La perturbation du botnet Sality du 31 août a coupé la capacité de son opérateur à délivrer de nouveaux logiciels malveillants aux ordinateurs infectés, tandis que les logiciels malveillants déjà présents sur ces appareils restaient actifs, selon CrowdStrike's Sept. 1 report. Les utilisateurs des machines infectées doivent toujours supprimer les logiciels malveillants installés, y compris un outil qui remplace les adresses de cryptomonnaie et peut rediriger les paiements.
CrowdStrike a déclaré que le botnet a permis la distribution de charges utiles à plus de 33 000 machines infectées dans le monde entier. Ce chiffre correspond aux ordinateurs compromis ; le nombre d'utilisateurs ayant perdu des cryptomonnaies n'est pas précisé.
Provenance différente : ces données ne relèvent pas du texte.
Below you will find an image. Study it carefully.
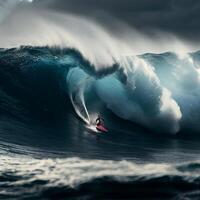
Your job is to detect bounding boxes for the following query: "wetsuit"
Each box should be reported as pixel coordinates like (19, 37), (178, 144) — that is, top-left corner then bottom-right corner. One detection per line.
(96, 117), (104, 126)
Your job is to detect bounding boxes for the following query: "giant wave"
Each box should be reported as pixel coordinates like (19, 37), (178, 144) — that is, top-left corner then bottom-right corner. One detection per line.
(0, 47), (200, 133)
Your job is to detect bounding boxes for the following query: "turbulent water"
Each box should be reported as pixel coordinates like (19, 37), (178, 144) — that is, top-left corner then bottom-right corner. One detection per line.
(0, 46), (200, 199)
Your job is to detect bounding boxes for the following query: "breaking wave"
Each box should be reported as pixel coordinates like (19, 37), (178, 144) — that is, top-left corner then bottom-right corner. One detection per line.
(0, 47), (200, 133)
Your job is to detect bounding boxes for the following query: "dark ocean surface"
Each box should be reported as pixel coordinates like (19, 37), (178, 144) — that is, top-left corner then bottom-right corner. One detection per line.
(0, 47), (200, 200)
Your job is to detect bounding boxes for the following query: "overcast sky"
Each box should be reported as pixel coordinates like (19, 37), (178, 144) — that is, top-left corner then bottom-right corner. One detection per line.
(28, 0), (200, 40)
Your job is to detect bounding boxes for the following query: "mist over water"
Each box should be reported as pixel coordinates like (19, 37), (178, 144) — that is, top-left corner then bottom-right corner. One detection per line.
(0, 1), (200, 199)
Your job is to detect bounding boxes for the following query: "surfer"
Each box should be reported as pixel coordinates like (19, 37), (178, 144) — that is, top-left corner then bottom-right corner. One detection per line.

Le Department de la Justice a annoncé l'opération multinationale le 1er septembre 2026, après l'action de la veille. Les autorités américaines ont saisi des domaines liés à Sality, tandis que des partenaires en Bulgarie, en Hongrie et en Roumanie ont agi contre des domaines supplémentaires.
Comment le risque de paiement survit
CrowdStrike a identifié EggJagger comme charge utile principale de Sality au cours des huit dernières années. L'outil surveille le presse-papiers à la recherche d'adresses de cryptomonnaies et les remplace par des adresses contrôlées par l'opérateur, y compris lorsqu'une personne copie une adresse bitcoin ou ethereum pour un paiement.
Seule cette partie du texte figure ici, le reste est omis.